Did you really mean 'dom0_max_mem'? I doesn't seem to be a
/etc/xen/xend-config.sxp parameter... (at least in Xen 3.0.3)
Comment 7 Andre Blum 2007-09-03 11:44:31 CDT
(In reply to comment #5)
> After unsuccessfully test maxmem and (dom0_max_mem 1G), I found the solution in
> the following thread:
> http://lists.xensource.com/archives/html/xen-users/2007-01/msg00428.html.
> 
> In conclusion, set the dom0_mem hypervisor boot switch to the same value that
> dom0-mim-mem in /etc/xen/xend-config.sxp (dom0_mem == dom0-mim-mem). After
> that, the domUs networking problems and error messages in /var/log/messages
> disappear.
> 

This does not work for me. On a production machine I want to run 10 user
domain.  I can bring up 8 without problems. Up for months. Whenever I bring up
a ninth I get these errors. dom0_mem in kernel opts is 1G, dom0-min-mem is 1024
too.
Whenever the memory squeezes happen my network functionality really breaks. Is
there a fix that *will* work? 
Comment 8 Andre Blum 2007-09-03 11:48:23 CDT
I forgot to add that this is on a 3.0.3 xen on debian etch, running on amd64
architecture. all user domains connected to default br-xen bridge device in
hypervisor.
Comment 9 Tariq Subra 2008-09-24 04:36:17 CDT
On Redhat release 5.2 get the same error, net result is we loose connection to
DomU virtual servers. Up to 7 virtual servers there were no problem, when I
introduced 2 more virtual servers. I lost connection with domU virtual servers.
Dom0 is fine.
Comment 10 Munroe 2009-02-05 20:36:21 CST
I experience this as well on a debian system 3.0.3, kernel 2.6.18
Comment 11 John 2010-10-18 08:27:10 CDT
I am getting this on CentOS 5.5 also, running Xen 3.1.2-194.11.4.el5.  This is
causing a big problem because all my VM images reside on a iSCSI NAS device,
and when this error occurs, it knocks the NFS mount offline and causes all the
VMs to crash.  I see several suggestions, and other replies saying it did not
work.  Has anyone come up with a reliable fix this?

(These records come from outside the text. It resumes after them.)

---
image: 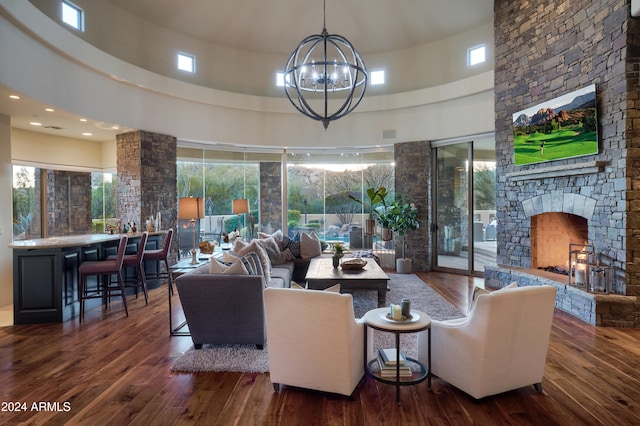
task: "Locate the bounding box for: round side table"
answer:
[363,308,431,405]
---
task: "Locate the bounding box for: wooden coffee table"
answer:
[305,257,389,306]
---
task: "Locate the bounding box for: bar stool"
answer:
[143,228,173,294]
[78,235,129,322]
[107,231,149,305]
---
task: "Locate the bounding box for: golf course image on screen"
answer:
[513,85,598,165]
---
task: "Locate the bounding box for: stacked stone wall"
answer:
[494,0,638,295]
[46,170,91,236]
[116,131,178,259]
[260,162,286,231]
[394,141,433,271]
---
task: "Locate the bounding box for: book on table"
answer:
[378,348,407,365]
[378,349,412,377]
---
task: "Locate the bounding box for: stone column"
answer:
[259,162,287,234]
[116,130,178,252]
[45,170,92,236]
[394,141,433,271]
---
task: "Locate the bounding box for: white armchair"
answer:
[264,288,365,395]
[418,286,556,398]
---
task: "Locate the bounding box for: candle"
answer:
[391,305,402,321]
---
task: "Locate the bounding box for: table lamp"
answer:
[178,197,204,265]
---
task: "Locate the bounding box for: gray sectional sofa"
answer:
[176,259,309,349]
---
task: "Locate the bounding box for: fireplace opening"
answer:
[531,212,589,275]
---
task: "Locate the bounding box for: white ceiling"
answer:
[0,0,493,145]
[108,0,493,55]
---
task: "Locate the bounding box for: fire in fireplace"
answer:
[531,212,589,275]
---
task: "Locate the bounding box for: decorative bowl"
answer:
[340,258,367,271]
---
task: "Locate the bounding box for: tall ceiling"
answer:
[0,0,493,141]
[108,0,493,55]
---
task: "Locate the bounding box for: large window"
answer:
[13,165,117,240]
[177,147,262,248]
[177,147,394,248]
[287,150,394,248]
[61,0,84,31]
[434,135,498,274]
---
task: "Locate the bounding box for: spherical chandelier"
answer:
[284,2,368,130]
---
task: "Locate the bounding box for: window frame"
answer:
[60,0,84,32]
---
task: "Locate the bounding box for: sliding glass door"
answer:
[433,135,497,275]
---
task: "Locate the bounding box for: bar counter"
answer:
[9,231,166,325]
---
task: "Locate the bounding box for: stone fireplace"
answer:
[485,0,640,328]
[530,212,589,273]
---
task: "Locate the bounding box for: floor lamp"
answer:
[231,198,249,238]
[178,197,204,265]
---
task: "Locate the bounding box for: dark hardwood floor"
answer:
[0,272,640,425]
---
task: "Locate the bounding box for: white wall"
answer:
[0,114,13,306]
[0,0,494,155]
[11,128,109,171]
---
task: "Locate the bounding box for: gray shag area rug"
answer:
[171,274,464,373]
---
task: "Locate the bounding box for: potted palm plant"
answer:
[349,186,387,235]
[376,204,393,241]
[387,198,420,274]
[333,243,344,268]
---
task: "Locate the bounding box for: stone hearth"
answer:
[492,0,640,328]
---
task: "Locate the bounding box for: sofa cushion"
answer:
[209,258,250,275]
[256,237,287,265]
[300,232,322,259]
[291,282,340,293]
[469,281,518,312]
[222,251,263,275]
[232,241,271,282]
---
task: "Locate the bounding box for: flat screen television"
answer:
[513,84,598,166]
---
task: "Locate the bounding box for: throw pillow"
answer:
[291,281,340,293]
[209,258,249,275]
[300,232,322,259]
[234,241,271,282]
[222,251,254,275]
[256,237,286,265]
[247,251,264,276]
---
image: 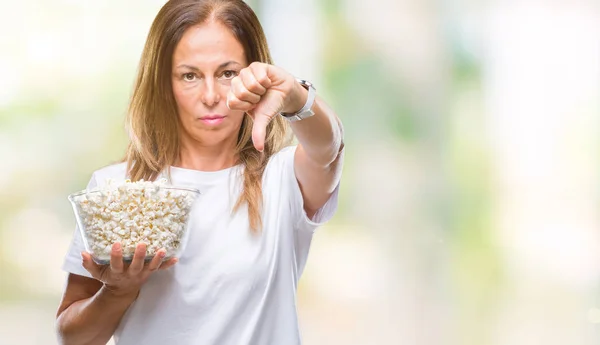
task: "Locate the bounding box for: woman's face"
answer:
[171,21,247,146]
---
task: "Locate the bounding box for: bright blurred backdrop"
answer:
[0,0,600,345]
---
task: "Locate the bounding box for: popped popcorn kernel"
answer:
[69,179,199,262]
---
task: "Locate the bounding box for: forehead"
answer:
[173,21,247,68]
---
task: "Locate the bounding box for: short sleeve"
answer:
[282,146,340,232]
[62,174,98,278]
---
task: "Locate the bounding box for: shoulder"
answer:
[92,162,127,186]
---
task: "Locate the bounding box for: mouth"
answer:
[199,115,225,126]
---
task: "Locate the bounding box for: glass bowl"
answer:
[68,181,200,265]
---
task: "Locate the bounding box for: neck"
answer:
[175,136,237,171]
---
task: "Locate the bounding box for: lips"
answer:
[200,115,225,120]
[200,115,225,125]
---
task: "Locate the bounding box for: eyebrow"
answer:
[177,60,241,72]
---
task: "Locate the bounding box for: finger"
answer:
[81,252,101,279]
[159,258,179,271]
[227,91,256,111]
[146,248,167,272]
[252,115,271,152]
[110,242,123,273]
[240,68,267,96]
[248,62,271,89]
[129,242,146,275]
[231,77,260,104]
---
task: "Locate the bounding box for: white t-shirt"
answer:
[63,146,339,345]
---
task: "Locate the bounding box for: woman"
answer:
[57,0,343,345]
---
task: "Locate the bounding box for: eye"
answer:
[222,70,238,79]
[182,73,196,81]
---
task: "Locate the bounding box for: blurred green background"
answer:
[0,0,600,345]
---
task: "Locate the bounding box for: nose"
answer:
[201,78,221,107]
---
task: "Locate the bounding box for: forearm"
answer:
[292,97,343,167]
[56,287,136,345]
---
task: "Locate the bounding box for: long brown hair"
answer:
[124,0,291,232]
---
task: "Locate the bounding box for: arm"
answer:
[227,62,344,218]
[56,243,177,345]
[285,83,344,218]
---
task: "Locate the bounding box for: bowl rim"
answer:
[67,186,202,201]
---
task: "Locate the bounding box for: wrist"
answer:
[102,284,140,302]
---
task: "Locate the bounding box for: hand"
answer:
[227,62,308,152]
[81,243,177,296]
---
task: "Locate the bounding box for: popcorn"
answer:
[70,179,199,263]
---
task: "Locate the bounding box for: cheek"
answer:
[173,86,199,115]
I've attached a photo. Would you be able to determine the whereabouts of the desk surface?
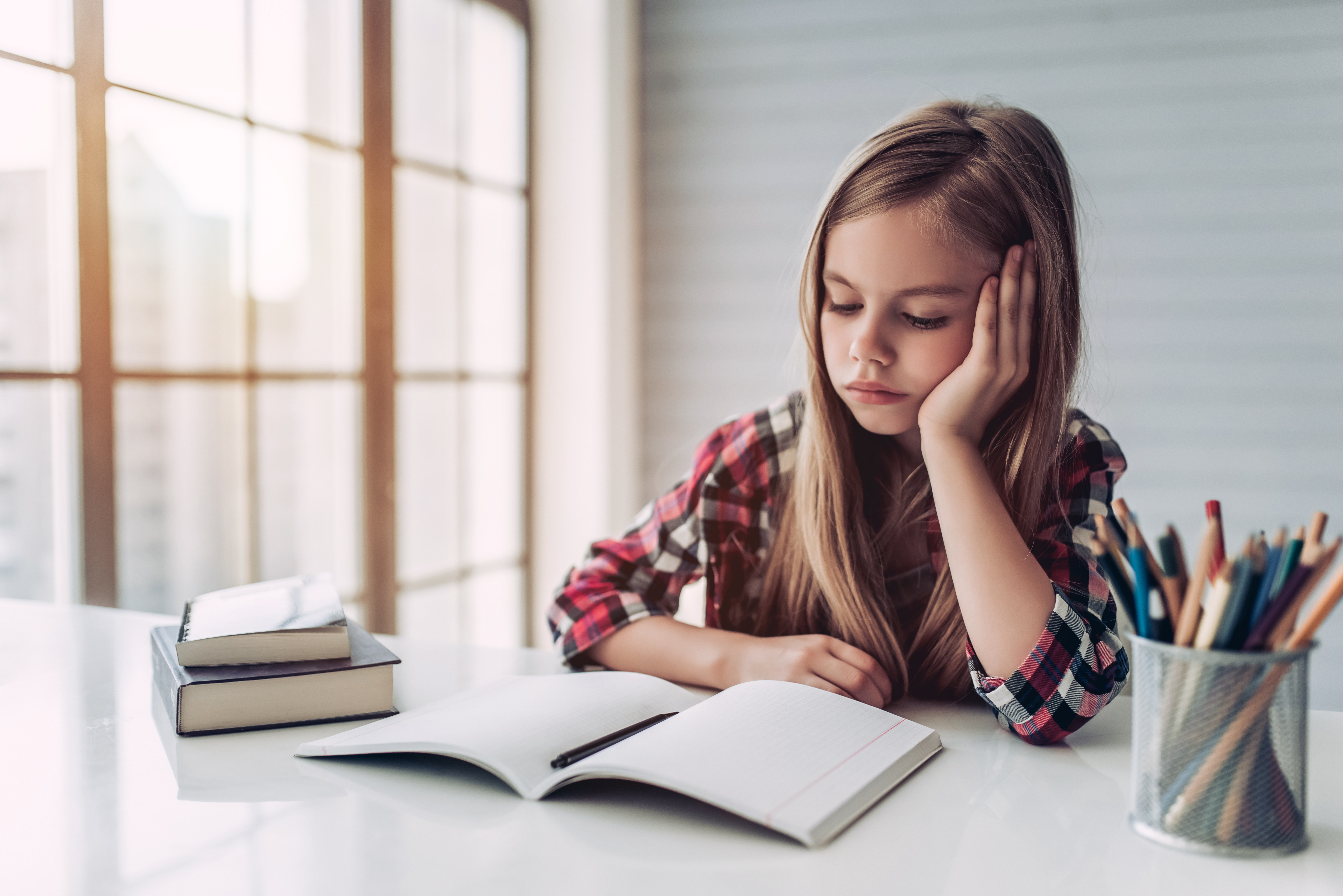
[0,601,1343,896]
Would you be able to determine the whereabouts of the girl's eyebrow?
[821,270,966,298]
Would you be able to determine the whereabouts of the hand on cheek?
[919,242,1037,446]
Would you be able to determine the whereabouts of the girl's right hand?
[729,634,890,709]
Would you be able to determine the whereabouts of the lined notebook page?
[298,672,696,797]
[574,681,931,832]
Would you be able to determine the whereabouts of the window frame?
[0,0,533,645]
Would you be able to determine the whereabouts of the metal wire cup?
[1128,635,1315,856]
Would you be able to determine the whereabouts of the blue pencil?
[1250,532,1284,629]
[1128,539,1152,638]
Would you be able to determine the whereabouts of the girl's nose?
[849,316,896,367]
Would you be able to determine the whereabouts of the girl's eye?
[904,314,947,329]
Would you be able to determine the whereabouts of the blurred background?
[0,0,1343,709]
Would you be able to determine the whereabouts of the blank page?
[571,681,940,840]
[298,672,697,799]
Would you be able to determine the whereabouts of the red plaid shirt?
[549,392,1128,744]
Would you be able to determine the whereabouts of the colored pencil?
[1163,553,1343,829]
[1111,498,1181,631]
[1268,537,1343,650]
[1213,537,1264,650]
[1175,520,1222,647]
[1095,513,1138,631]
[1268,525,1305,603]
[1128,537,1152,638]
[1242,528,1287,629]
[1203,501,1226,582]
[1194,558,1245,650]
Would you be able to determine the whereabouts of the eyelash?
[830,302,948,329]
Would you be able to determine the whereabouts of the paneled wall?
[643,0,1343,709]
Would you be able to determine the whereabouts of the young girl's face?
[821,208,994,447]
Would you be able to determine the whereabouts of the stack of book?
[151,574,400,735]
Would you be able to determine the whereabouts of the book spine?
[149,634,183,735]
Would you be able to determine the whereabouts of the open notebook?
[297,672,941,846]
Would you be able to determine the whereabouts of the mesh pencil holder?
[1129,637,1314,857]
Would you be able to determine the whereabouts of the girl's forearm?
[588,617,751,689]
[923,438,1054,677]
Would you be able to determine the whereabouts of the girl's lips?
[845,383,909,404]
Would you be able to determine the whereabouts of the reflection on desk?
[0,601,1343,896]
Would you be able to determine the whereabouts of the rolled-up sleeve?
[966,411,1128,744]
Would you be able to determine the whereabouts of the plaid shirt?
[549,392,1128,744]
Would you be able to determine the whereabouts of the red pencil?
[1203,501,1226,582]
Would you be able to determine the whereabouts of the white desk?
[0,601,1343,896]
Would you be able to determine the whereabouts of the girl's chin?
[846,402,919,435]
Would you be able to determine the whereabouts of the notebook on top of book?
[176,572,349,666]
[151,622,400,735]
[297,672,941,846]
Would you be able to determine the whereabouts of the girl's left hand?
[919,241,1037,447]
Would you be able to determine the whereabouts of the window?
[0,0,528,643]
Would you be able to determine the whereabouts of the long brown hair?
[721,101,1081,699]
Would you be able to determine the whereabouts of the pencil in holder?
[1129,637,1314,857]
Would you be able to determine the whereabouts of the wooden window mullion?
[71,0,117,607]
[363,0,396,634]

Comment 12 Paolo Bonzini 2010-12-07 02:33:08 CST
This will be fixed in RHEL/CentOS 5.6.  The cause is usually ballooning.

The workaround that you can apply in older guests is to add the rx_copy=1
option to netfront.  Unfortunately that is not enough, as you need the patch of
https://bugzilla.redhat.com/show_bug.cgi?id=653501 in the host.  This one is
also scheduled for 5.6, but it will also be backported to 5.5.